Found the discrepancy. I use single precision in PyTorch. When I benchmark sgemm, the SSE code path is selected.

Conclusion: MKL detects Zen now, but currently only implements a Zen code path for dgemm and not for sgemm. To get good performance for sgemm, you have to fake being an Intel CPU.

Edit, longer description: https://github.com/pytorch/builder/issues/504


Hmm.

FWIW, on my [Skylake/Cascadelake]-X Intel systems, Intel's compilers performed well, almost always outperforming GCC and Clang. But on Zen, their performance was terrible. So I was happy to see that MKL, unlike the compilers, did not appear to gimp AMD.

It's disappointing that MKL doesn't use optimized code paths on the 3700X.

I messaged the person who actually ran the benchmarks and owns the laptop, asking them to chime in with more information.
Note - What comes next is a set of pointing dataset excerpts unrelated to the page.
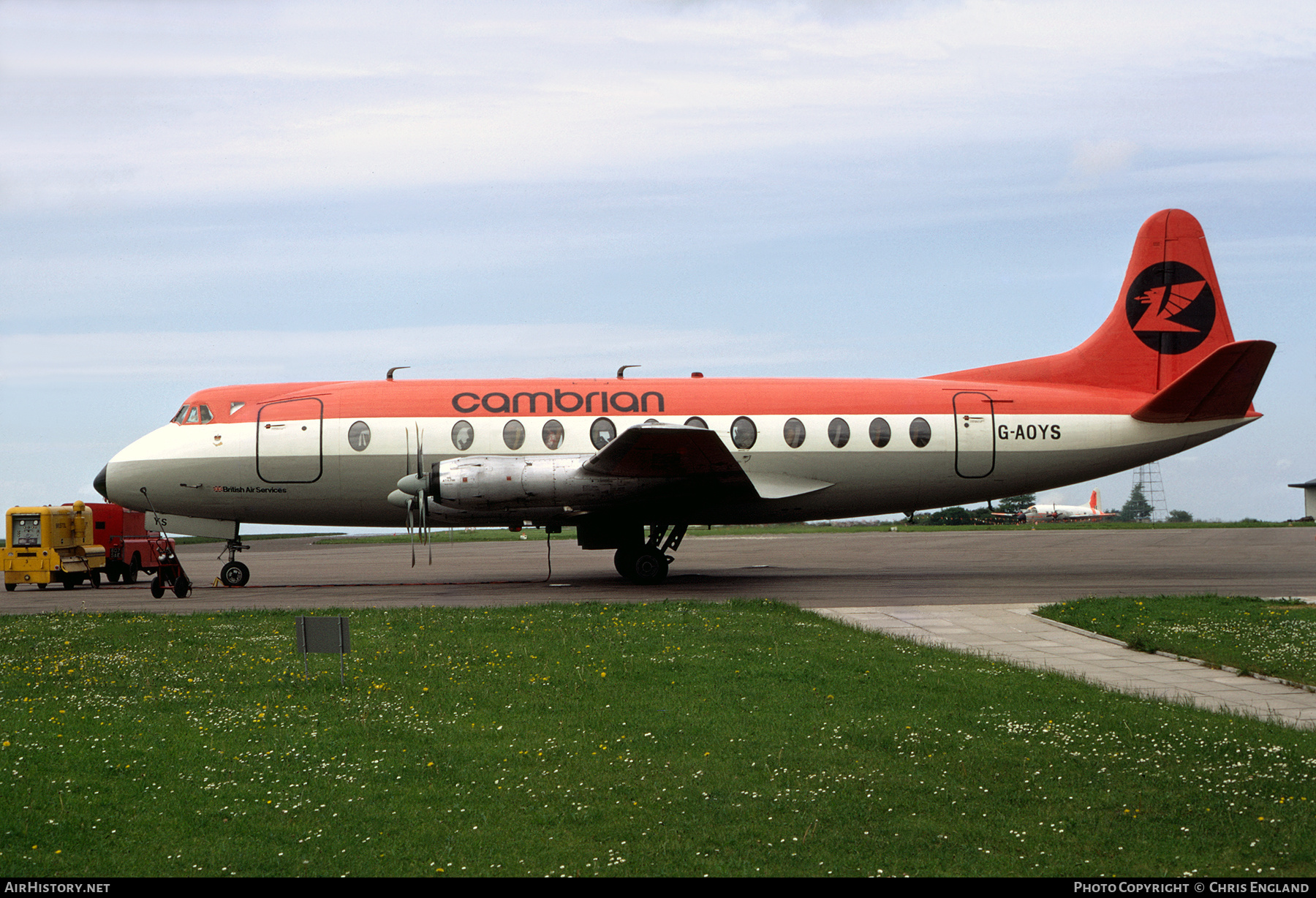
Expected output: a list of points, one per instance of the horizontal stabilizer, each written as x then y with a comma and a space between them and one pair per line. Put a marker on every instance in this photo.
1219, 388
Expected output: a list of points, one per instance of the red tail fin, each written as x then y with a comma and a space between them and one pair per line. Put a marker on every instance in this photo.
1169, 317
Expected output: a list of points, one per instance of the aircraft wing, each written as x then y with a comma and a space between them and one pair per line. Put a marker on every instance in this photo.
668, 450
679, 452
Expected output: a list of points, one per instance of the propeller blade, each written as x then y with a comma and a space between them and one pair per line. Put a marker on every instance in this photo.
409, 540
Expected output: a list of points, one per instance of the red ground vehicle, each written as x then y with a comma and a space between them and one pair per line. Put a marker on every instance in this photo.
129, 547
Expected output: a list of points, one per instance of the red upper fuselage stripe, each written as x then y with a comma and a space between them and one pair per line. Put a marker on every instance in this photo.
665, 399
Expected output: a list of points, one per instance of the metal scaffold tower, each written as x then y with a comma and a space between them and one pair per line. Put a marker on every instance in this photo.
1149, 478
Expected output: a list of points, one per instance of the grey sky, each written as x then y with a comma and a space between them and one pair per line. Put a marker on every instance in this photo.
207, 192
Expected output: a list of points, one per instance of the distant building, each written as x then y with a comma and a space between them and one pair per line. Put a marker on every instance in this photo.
1309, 495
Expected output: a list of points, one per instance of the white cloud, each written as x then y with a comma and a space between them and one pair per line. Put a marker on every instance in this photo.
159, 102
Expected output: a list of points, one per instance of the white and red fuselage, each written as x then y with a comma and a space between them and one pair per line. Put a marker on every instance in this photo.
1161, 376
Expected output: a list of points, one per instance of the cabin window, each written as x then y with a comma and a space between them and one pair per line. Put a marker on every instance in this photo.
794, 434
358, 436
602, 432
920, 434
464, 435
839, 432
553, 435
880, 432
744, 434
513, 435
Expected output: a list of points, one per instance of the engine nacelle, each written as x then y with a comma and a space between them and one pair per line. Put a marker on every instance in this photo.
490, 482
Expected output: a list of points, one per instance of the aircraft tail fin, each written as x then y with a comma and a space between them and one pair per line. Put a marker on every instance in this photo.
1168, 319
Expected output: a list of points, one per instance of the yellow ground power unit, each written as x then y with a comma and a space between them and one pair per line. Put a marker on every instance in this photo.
52, 544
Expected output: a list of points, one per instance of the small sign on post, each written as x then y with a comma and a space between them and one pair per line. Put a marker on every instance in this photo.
324, 636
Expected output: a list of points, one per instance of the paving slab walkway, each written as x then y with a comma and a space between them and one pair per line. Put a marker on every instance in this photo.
1011, 633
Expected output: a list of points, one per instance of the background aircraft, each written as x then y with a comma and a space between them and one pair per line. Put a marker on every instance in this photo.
1053, 513
633, 462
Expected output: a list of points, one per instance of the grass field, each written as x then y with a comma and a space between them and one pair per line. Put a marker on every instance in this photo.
743, 739
1274, 638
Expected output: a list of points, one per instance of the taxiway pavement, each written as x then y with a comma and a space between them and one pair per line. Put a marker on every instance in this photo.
868, 569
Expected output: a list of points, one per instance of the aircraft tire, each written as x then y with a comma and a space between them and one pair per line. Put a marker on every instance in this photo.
235, 574
643, 567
I'm just the person who wrote that benchmark suite.


It seems I have found the issue. We were both right. MKL now uses a Zen-optimized kernel for dgemm, but not (yet?) for sgemm. More details:

https://github.com/pytorch/builder/issues/504


If OpenBLAS' CPU detection fails, you can force it with an environment variable, but why omit AMD's implementation?


Do you know if this applies to epyc as well?


No, I don't. The 32-core AWS systems must be Epyc, so I'll try benchmarking there.

When OpenBLAS identifies the arch, it is competitive with MKL in single threaded performance, at least for matrices with a couple hundred rows and columns or more. But MKL truly shines with multiple threads, so scaling on a 32 core system would be interesting to look at.


You can see BLIS on Intel's home turf at https://github.com/flame/blis/blob/master/docs/Performance.m... (52-core SKX) and compare with OpenBLAS on 32-core Zen1. (Multithreaded BLAS isn't typically used in HPC, where the parallelism is elsewhere.)


I'd have to disagree, whenever I install new pip/conda packages, an MKL version is downloaded by default (I've never seen any *BLAS version by default in my life).


NumPy binary wheels on PyPI (i.e. from pip) are built with OpenBLAS. NumPy from the official Anaconda, Inc. conda channel defaults to MKL. The conda-forge channel defaults to OpenBLAS.

Explained in the NumPy docs here: https://numpy.org/install/


> Most Python math and ML libraries are compiled using GCC or LLVM and are linked against against cBLAS or OpenBLAS[1]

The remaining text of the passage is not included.